Ma nella guerra vince l’interesse personale

MONDO. Netanyahu è «un buon amico» però «deve cambiare il suo Governo», che è «il Governo più conservatore nella storia di Israele», un Governo che «non vuole la soluzione a due Stati», anche se «Netanyahu non potrà dire no a uno Stato palestinese in futuro». In conclusione, con le sue azioni a Gaza «Israele sta cominciando a perdere sostegno in tutto il mondo».

Affermazioni come queste, negli ultimi tempi, sono state il modo migliore per farsi insultare come «antisemita» o come «amico di Hamas». Le cose cambiano, però, quando arrivano da Joe Biden, presidente degli Stati Uniti d’America, che ha sorpreso tutti criticando Netanyahu e la dirigenza dello Stato ebraico come poche volte era stato fatto in passato. È piuttosto ovvio che Biden ha ragione su tutta la linea, anche se Netanyahu ha subito risposto che l’operazione militare andrà avanti con o senza il consenso della comunità internazionale.

Ma la domanda vera che dobbiamo farci è questa: le cose cambiano davvero quando anche Biden critica Israele? La risposta, purtroppo o per fortuna a seconda dei punti di vista, è no, non cambiano. Infatti poche ore prima della sortita del loro presidente, gli Usa avevano posto il veto su una risoluzione del Consiglio di Sicurezza all’Onu che chiedeva una tregua immediata a Gaza. L’attuale Consiglio di Sicurezza è composto dai cinque membri permanenti (Usa, Cina, Francia, Gran Bretagna e Russia) e da quelli non permanenti che ora sono Ecuador, Giappone, Malta, Mozambico, Svizzera Albania, Brasile, Gabon, Ghana ed Emirati Arabi Uniti. Tutti, tranne la Gran Bretagna che si era astenuta, avevano approvato la risoluzione. E l’unico Paese islamico del gruppo, gli Emirati Arabi Uniti, fu il primo nel 2020 ad aderire agli Accordi di Abramo proposti da Donald Trump per regolarizzare i rapporti con Israele. Insomma, l’idea di una tregua andava bene a tutti tranne che agli Usa. E a Israele, ovviamente.

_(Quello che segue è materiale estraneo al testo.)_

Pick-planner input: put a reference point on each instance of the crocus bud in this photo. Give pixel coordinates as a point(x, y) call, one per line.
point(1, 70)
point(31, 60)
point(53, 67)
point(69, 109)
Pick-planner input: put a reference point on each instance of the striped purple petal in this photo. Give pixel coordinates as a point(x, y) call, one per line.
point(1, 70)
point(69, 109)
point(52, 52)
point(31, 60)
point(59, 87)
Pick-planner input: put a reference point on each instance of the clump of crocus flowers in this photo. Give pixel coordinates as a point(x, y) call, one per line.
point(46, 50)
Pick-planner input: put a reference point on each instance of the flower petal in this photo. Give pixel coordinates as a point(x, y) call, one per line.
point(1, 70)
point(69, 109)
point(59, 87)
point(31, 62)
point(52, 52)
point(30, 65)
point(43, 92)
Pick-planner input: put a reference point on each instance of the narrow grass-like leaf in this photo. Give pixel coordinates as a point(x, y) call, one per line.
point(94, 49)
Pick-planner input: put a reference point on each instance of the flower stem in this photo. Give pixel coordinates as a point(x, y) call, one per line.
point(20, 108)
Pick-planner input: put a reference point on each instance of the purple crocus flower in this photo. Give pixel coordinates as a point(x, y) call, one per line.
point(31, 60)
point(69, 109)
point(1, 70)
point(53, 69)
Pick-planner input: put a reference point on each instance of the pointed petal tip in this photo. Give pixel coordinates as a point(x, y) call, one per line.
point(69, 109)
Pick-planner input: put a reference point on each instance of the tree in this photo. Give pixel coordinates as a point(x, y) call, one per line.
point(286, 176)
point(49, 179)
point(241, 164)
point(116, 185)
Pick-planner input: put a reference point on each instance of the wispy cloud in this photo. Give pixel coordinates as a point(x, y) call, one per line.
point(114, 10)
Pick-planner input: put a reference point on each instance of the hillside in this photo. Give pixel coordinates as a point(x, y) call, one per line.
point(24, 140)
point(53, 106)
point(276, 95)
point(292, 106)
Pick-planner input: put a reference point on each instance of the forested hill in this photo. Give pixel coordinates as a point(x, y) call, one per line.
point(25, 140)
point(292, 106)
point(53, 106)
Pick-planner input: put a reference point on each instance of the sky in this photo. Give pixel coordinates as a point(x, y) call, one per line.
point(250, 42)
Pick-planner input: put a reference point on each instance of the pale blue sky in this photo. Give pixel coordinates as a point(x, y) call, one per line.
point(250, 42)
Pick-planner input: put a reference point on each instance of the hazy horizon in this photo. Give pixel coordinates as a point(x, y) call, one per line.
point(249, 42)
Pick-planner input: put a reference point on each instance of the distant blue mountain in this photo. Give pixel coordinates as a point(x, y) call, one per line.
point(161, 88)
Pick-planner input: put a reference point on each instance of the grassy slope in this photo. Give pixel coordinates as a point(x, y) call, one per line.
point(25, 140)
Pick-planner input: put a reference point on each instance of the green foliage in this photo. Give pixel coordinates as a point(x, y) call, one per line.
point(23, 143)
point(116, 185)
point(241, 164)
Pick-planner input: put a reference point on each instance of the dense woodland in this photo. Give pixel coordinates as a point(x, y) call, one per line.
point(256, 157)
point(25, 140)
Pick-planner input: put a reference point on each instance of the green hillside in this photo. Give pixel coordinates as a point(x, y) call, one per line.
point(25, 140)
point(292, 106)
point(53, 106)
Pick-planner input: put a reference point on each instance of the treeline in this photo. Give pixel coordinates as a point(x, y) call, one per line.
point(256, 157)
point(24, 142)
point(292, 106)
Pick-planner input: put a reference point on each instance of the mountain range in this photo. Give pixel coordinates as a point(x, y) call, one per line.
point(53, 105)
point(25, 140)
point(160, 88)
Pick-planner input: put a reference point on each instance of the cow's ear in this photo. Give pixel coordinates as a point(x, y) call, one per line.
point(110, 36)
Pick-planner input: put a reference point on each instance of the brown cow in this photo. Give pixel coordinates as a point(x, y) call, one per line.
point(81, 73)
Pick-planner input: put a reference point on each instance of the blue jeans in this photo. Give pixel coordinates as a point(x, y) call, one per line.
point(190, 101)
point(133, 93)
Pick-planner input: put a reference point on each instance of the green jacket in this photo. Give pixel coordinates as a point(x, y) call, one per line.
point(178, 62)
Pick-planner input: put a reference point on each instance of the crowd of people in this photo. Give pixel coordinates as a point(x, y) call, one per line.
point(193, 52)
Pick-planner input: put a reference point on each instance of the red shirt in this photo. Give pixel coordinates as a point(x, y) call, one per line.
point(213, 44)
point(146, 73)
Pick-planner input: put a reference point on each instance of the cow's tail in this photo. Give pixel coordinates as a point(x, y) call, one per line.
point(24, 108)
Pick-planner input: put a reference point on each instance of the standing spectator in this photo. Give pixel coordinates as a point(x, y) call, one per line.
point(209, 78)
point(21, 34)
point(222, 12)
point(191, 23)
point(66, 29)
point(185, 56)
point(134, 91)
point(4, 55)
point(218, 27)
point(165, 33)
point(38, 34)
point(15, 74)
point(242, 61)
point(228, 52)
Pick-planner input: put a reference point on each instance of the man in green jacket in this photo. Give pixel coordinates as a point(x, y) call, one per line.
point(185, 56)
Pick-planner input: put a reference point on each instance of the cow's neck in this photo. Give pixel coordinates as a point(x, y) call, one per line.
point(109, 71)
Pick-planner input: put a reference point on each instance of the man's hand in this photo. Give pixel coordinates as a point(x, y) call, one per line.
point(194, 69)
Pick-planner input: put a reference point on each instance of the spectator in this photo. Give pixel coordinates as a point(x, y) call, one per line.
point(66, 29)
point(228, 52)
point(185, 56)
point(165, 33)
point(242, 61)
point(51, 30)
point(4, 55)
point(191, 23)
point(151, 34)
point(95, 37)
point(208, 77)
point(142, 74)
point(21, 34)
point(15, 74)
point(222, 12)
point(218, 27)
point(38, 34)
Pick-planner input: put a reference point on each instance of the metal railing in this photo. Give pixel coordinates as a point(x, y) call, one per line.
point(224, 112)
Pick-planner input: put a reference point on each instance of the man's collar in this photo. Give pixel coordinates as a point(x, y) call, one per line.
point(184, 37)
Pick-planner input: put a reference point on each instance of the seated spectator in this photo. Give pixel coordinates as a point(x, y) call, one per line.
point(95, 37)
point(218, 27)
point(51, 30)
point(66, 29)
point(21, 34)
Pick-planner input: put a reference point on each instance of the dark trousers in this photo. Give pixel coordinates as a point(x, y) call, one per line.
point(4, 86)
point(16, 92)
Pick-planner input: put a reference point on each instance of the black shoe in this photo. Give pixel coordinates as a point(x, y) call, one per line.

A che serve, dunque, esprimere critiche anche forti come quelle di Biden quando all’atto pratico, nel momento delle decisioni concrete, gli Stati Uniti si schierano senza se e senza ma a favore di tutto ciò che Israele decide di fare? Dal 1972 a oggi gli Usa hanno posto il veto su 52 risoluzioni Onu relative al conflitto tra Israele e i palestinesi. Quindi? Biden crede davvero che Netanyahu, sentendosi rivolgere un improvvisato fervorino critico, cambierà atteggiamento? O si tratta solo della versione aggiornata dello schema «poliziotto buono, poliziotto cattivo» che abbiamo visto in tanti film americani?

Dietro a tutto questo, in realtà, non ci sono tanto (e comunque non solo) gli Usa ma il collasso di quell’idea di «comunità internazionale» che ricorre nei discorsi sulla politica internazionale e che invece sempre più spesso somiglia alla mera difesa di interessi particolari e mutevoli. Per restare all’Onu: poche settimane fa la Giordania, a nome dei Paesi arabi, presentò un progetto di risoluzione all’Assemblea generale, anche allora per chiedere una tregua. Un testo straordinario, a suo modo. Hamas non veniva non solo criticato ma nemmeno nominato, come se nella crisi di Gaza non giocasse alcun ruolo. E non si faceva alcun cenno alla questione degli ostaggi israeliani. Il che rendeva evidente non tanto il desiderio di evitare la strage dei civili di Gaza ma soprattutto la paura di prendere di petto il terrorismo islamista come quello di Hamas, nella preoccupazione di dover poi affrontare qualche rigurgito di estremismo nei cosiddetti «Paesi arabi moderati». Dagli Usa alla Giordania è un comportamento logico e comprensibile. Peccato che ci abbia portato al punto tragico e crudele in cui siamo, Israele e palestinesi per primi.